You can't use !, you'll have to rewrite your code.

break

The use of `break 2', etcetera, is safe.

case

You don't need to quote the argument; no splitting is performed.

You don't need the final `;;', but you should use it.

Because of a bug in its fnmatch, bash fails to properly handle backslashes in character classes:

bash-2.02$ case /tmp in [/\\]*) echo OK;; esac bash-2.02$

This is extremely unfortunate, since you are likely to use this code to handle UNIX or MS-DOS absolute paths. To work around this bug, always put the backslash first:

bash-2.02$ case '\TMP' in [\\/]*) echo OK;; esac OK bash-2.02$ case /tmp in [\\/]*) echo OK;; esac OK

Some shells, such as Ash 0.3.8, are confused by empty case/esac:

ash-0.3.8 $ case foo in esac; error-->Syntax error: ";" unexpected (expecting ")")

Many shells still do not support parenthesized cases, which is a pity for those of us using tools that rely on balanced parentheses. For instance, Solaris 2.8's Bourne shell:

$ case foo in (foo) echo foo;; esac error-->syntax error: `(' unexpected

echo

The simple echo is probably the most surprising source of portability troubles. It is not possible to use `echo' portably unless both options and escape sequences are omitted. New applications which are not aiming at portability should use `printf' instead of `echo'.

Don't expect any option. See section 4.7.1 Preset Output Variables, ECHO_N etc. for a means to simulate `-c'.

Do not use backslashes in the arguments, as there is no consensus on their handling.
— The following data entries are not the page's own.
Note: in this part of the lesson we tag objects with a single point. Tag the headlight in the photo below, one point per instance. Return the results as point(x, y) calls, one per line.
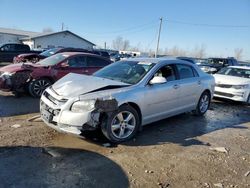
point(83, 106)
point(6, 74)
point(240, 86)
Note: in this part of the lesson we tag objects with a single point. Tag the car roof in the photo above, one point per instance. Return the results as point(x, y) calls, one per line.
point(79, 53)
point(153, 60)
point(241, 67)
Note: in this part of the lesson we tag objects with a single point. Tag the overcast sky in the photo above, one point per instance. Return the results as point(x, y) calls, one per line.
point(220, 25)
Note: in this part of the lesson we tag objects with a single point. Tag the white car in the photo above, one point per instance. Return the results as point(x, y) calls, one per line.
point(126, 95)
point(233, 83)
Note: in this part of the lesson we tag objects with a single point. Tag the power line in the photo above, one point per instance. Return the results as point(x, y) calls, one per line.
point(207, 25)
point(158, 40)
point(145, 25)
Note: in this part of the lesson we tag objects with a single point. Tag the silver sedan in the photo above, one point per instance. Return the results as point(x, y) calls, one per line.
point(126, 95)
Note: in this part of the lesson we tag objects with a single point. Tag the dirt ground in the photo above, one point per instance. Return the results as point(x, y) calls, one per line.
point(182, 151)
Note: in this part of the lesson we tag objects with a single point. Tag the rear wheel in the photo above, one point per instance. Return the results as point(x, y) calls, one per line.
point(36, 87)
point(248, 100)
point(203, 104)
point(122, 125)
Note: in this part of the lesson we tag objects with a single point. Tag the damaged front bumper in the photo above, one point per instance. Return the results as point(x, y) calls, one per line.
point(57, 114)
point(5, 83)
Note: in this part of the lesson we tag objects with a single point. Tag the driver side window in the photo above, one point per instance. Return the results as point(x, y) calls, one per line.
point(167, 72)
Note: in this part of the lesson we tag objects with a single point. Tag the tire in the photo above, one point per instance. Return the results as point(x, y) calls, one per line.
point(203, 104)
point(121, 125)
point(248, 101)
point(36, 87)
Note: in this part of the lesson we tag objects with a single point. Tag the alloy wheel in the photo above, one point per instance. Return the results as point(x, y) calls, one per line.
point(204, 103)
point(123, 124)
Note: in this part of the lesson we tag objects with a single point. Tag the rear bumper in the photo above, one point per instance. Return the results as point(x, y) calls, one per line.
point(232, 94)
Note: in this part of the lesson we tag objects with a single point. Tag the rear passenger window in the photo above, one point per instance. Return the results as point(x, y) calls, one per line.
point(185, 71)
point(96, 62)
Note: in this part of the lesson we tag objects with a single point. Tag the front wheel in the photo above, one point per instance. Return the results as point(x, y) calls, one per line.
point(248, 100)
point(122, 125)
point(203, 104)
point(36, 87)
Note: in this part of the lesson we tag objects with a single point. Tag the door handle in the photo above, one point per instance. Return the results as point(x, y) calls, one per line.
point(176, 86)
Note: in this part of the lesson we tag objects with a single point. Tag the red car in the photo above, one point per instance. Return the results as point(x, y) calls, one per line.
point(35, 78)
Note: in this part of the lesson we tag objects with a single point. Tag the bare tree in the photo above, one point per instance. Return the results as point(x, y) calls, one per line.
point(238, 53)
point(117, 44)
point(47, 30)
point(199, 51)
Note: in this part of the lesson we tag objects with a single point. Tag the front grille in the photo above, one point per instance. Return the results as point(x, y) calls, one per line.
point(53, 99)
point(223, 94)
point(52, 112)
point(223, 85)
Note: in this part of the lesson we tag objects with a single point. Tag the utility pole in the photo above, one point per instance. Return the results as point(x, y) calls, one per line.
point(62, 26)
point(158, 41)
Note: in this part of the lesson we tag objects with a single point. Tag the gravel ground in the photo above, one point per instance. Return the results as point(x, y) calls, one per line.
point(182, 151)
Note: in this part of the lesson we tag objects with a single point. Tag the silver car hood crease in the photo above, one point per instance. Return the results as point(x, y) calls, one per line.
point(73, 85)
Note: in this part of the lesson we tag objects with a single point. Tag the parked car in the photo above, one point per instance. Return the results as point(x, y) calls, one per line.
point(10, 50)
point(233, 83)
point(34, 57)
point(126, 95)
point(115, 57)
point(102, 53)
point(35, 78)
point(189, 59)
point(213, 65)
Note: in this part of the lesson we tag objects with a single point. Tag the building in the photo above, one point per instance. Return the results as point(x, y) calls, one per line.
point(44, 40)
point(57, 39)
point(14, 35)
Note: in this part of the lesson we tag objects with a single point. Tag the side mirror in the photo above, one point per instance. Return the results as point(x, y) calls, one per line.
point(158, 80)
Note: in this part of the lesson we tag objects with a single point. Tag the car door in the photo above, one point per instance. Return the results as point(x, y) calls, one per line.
point(190, 86)
point(95, 63)
point(8, 52)
point(74, 64)
point(162, 100)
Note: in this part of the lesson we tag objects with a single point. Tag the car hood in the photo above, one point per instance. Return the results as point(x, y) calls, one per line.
point(25, 55)
point(230, 80)
point(73, 85)
point(12, 68)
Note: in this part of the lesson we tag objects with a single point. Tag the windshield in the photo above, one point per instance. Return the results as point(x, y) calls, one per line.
point(216, 62)
point(50, 52)
point(130, 72)
point(244, 73)
point(53, 60)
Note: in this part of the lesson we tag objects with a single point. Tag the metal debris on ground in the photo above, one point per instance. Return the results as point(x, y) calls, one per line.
point(51, 152)
point(106, 145)
point(35, 118)
point(219, 149)
point(16, 126)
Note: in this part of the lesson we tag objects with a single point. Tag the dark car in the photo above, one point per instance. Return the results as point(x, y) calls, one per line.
point(102, 53)
point(35, 78)
point(34, 57)
point(213, 65)
point(10, 50)
point(188, 59)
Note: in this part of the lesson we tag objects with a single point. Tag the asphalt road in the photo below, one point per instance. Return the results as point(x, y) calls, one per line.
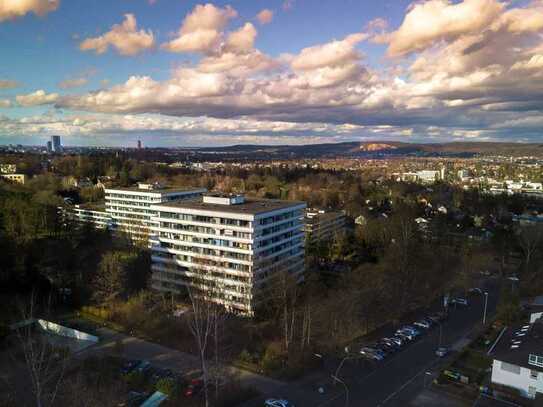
point(397, 380)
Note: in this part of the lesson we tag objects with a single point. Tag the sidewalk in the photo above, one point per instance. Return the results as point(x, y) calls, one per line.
point(167, 358)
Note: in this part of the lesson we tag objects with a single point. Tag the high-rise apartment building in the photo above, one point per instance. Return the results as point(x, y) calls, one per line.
point(226, 247)
point(321, 225)
point(130, 208)
point(55, 144)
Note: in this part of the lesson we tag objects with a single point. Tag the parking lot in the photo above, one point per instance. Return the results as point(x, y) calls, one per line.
point(396, 379)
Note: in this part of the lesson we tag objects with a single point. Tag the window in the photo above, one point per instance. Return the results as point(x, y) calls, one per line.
point(535, 360)
point(508, 367)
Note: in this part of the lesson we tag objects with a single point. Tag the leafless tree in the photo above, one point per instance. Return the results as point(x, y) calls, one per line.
point(44, 364)
point(201, 321)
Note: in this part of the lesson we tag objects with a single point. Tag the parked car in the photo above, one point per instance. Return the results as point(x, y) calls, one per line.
point(129, 366)
point(143, 367)
point(278, 403)
point(394, 341)
point(133, 398)
point(159, 374)
point(404, 336)
point(423, 324)
point(372, 353)
point(438, 317)
point(412, 330)
point(460, 300)
point(195, 386)
point(388, 345)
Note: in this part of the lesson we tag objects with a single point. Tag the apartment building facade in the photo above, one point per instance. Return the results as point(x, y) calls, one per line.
point(96, 215)
point(518, 359)
point(130, 208)
point(321, 225)
point(226, 248)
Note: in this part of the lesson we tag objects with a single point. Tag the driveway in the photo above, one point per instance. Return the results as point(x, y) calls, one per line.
point(167, 358)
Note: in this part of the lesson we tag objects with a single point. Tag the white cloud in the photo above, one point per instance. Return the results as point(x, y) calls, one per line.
point(73, 83)
point(8, 84)
point(265, 16)
point(125, 38)
point(37, 98)
point(11, 9)
point(201, 30)
point(434, 20)
point(241, 40)
point(330, 54)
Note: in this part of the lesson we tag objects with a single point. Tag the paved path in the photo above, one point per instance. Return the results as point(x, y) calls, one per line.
point(395, 382)
point(167, 358)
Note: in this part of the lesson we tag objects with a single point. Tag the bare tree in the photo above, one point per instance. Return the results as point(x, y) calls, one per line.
point(44, 364)
point(200, 322)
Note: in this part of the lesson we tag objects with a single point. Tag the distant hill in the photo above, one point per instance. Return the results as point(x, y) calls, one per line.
point(376, 149)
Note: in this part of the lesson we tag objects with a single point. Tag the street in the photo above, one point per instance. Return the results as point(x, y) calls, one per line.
point(398, 379)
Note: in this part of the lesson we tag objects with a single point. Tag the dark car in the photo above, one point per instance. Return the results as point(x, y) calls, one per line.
point(195, 386)
point(129, 366)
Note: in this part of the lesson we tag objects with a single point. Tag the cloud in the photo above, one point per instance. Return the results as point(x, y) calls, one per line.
point(330, 54)
point(288, 5)
point(201, 30)
point(8, 84)
point(456, 81)
point(37, 98)
point(73, 83)
point(125, 38)
point(431, 21)
point(265, 16)
point(11, 9)
point(241, 40)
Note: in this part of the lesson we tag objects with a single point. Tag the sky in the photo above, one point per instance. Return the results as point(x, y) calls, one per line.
point(185, 73)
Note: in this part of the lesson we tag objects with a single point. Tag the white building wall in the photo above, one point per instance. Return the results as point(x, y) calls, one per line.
point(522, 380)
point(240, 263)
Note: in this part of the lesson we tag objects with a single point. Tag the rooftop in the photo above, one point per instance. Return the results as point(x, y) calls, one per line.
point(92, 206)
point(161, 189)
point(250, 206)
point(518, 343)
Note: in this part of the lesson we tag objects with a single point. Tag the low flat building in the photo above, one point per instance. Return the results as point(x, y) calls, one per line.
point(226, 247)
point(18, 178)
point(130, 208)
point(94, 214)
point(8, 168)
point(518, 359)
point(321, 225)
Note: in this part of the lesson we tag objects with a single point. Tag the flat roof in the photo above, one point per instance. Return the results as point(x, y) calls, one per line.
point(518, 343)
point(251, 206)
point(156, 190)
point(93, 206)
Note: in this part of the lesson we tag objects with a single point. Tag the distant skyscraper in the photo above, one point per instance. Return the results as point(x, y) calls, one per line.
point(55, 141)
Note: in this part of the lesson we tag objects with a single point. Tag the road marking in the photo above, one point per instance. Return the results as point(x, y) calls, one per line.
point(408, 382)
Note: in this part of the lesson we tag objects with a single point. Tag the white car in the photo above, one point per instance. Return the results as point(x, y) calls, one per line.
point(277, 403)
point(461, 301)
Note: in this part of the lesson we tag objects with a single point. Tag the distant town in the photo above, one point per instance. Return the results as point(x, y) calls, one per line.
point(196, 277)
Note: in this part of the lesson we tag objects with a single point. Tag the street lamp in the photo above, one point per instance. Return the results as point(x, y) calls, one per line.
point(346, 389)
point(486, 304)
point(425, 375)
point(440, 333)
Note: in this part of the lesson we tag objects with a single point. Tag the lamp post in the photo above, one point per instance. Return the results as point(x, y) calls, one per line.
point(486, 304)
point(440, 333)
point(425, 375)
point(337, 379)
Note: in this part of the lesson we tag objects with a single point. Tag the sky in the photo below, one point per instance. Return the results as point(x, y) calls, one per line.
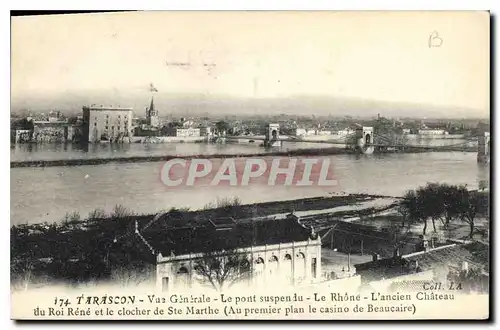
point(256, 55)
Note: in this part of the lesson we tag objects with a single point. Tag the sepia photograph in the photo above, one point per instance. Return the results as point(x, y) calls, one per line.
point(286, 165)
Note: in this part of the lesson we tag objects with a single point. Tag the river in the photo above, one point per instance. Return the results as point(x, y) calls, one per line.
point(47, 194)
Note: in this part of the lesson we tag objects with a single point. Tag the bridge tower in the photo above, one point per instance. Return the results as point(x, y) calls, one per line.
point(483, 148)
point(364, 140)
point(272, 136)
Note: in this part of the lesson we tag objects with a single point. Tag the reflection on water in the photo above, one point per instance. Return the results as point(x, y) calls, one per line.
point(46, 194)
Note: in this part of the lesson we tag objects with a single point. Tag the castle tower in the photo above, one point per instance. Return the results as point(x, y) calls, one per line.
point(272, 136)
point(152, 114)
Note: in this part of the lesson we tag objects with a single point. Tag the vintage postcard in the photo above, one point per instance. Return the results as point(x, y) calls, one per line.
point(250, 165)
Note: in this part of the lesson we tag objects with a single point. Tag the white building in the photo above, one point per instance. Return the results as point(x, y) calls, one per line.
point(277, 251)
point(432, 132)
point(102, 123)
point(184, 132)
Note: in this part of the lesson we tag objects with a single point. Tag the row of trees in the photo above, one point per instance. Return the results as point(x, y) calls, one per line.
point(442, 203)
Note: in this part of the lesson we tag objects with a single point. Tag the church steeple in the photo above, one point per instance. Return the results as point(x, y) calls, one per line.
point(152, 111)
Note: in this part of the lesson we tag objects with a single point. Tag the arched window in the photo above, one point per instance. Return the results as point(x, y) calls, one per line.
point(182, 271)
point(300, 266)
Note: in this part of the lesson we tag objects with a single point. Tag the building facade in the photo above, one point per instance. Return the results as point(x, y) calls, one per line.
point(183, 132)
point(102, 123)
point(432, 132)
point(276, 251)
On `echo '\n' | wc -l', the sh of Digital Unix 4.0, MIPS RISC/OS 4.52, answer 2, but the Solaris' sh, Bash and Zsh (in sh emulation mode) report 1. Please note that the problem is truly echo: all the shells understand `'\n'' as the string composed of a backslash and an `n'.

Because of these problems, do not pass a string containing arbitrary characters to echo. For example, `echo "$foo"' is safe if you know that foo's value cannot contain backslashes and cannot start with `-', but otherwise you should use a here-document like this:

cat <<EOF $foo EOF

exit

The default value of exit is supposed to be $?; unfortunately, some shells, such as the DJGPP port of Bash 2.04, just perform `exit 0'.

bash-2.04$ foo=`exit 1` || echo fail fail bash-2.04$ foo=`(exit 1)` || echo fail fail bash-2.04$ foo=`(exit 1); exit` || echo fail bash-2.04$

Using `exit $?' restores the expected behavior.

Some shell scripts, such as those generated by autoconf, use a trap to clean up before exiting. If the last shell command exited with nonzero status, the trap also exits with nonzero status so that the invoker can tell that an error occurred.

Unfortunately, in some shells, such as Solaris 8 sh, an exit trap ignores the exit command's status. In these shells, a trap cannot determine whether it was invoked by plain exit or by exit 1. Instead of calling exit directly, use the AC_MSG_ERROR macro that has a workaround for this problem.

export

The builtin export dubs environment variable a shell variable. Each update of exported variables corresponds to an update of the environment variables. Conversely, each environment variable received by the shell when it is launched should be imported as a shell variable marked as exported.

Alas, many shells, such as Solaris 2.5, IRIX 6.3, IRIX 5.2, AIX 4.1.5 and DU 4.0, forget to export the environment variables they receive. As a result, two variables are coexisting: the environment variable and the shell variable. The following code demonstrates this failure:

#! /bin/sh echo $FOO FOO=bar echo $FOO exec /bin/sh $0

when run with `FOO=foo' in the environment, these shells will print alternately `foo' and `bar', although it should only print `foo' and then a sequence of `bar's.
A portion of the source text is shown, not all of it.